For giggles, I just logged into my charity's Outlook account. I tried to log out, but it's showing me a "Your privacy matters" popup explaining why my privacy doesn't matter, and the "sign out" menu item stopped working, presumably until I agree to let them hoover my data. (Aside: the "To adjust your optional connected experience, go to Privacy settings." link doesn't take me to my privacy settings. It takes me to a page telling me how to get to my privacy settings.)
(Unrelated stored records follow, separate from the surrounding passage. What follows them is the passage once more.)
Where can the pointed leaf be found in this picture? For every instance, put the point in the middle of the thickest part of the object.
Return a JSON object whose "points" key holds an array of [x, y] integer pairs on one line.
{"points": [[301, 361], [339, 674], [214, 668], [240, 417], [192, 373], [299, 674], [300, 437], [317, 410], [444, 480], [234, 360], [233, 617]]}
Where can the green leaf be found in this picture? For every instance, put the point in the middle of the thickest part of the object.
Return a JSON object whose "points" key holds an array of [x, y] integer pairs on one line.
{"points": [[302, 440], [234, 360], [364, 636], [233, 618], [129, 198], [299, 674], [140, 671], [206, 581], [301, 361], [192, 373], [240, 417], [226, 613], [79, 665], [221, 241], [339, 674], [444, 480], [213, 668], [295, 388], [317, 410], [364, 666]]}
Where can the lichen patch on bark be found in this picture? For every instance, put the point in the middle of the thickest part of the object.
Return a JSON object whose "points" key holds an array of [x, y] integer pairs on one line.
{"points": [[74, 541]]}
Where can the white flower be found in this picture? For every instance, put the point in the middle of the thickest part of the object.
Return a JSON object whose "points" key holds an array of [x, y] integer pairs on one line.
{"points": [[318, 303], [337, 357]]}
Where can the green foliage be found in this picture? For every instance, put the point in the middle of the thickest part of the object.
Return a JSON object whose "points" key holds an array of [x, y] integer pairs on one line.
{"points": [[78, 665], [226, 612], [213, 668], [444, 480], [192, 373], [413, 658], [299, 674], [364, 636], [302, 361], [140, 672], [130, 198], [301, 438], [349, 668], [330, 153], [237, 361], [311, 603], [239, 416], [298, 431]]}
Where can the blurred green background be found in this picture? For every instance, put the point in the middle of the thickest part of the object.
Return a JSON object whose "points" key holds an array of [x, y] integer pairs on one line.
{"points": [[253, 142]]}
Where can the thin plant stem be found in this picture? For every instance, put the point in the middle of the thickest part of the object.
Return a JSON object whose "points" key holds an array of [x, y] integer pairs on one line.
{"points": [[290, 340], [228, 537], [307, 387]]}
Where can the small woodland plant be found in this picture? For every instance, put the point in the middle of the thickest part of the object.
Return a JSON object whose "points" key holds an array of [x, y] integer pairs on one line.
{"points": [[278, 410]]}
You cannot convince me that anyone at MS actually uses their public-facing auth system for anything ever. MS gets love for backward compatibility, but I see it as laziness. Instead of making one system that "just works", like Google and Apple and AWS and every other large vendor on the planet has managed, they half-ass support all 537 different auth systems they've ever deployed, driven by what I imagine must look like a giant nested switch/case behind the scenes. "OK, the user didn't have an "@" in their username, so call `legacy_pw_auth_23(form.password)`. It did have an "@", and also a "@minecraft." in it, so call `minecraft_v1_real_pw_authorizerer(form.password)`, unless it also contains `foo@minecraft.`, in which case call `minecraft_migration_2014_null(form.password)`, except in February, which has 28 days most of the time, where we call..." Heaven help you if it guesses wrong and sends you down the wrong twisty passage.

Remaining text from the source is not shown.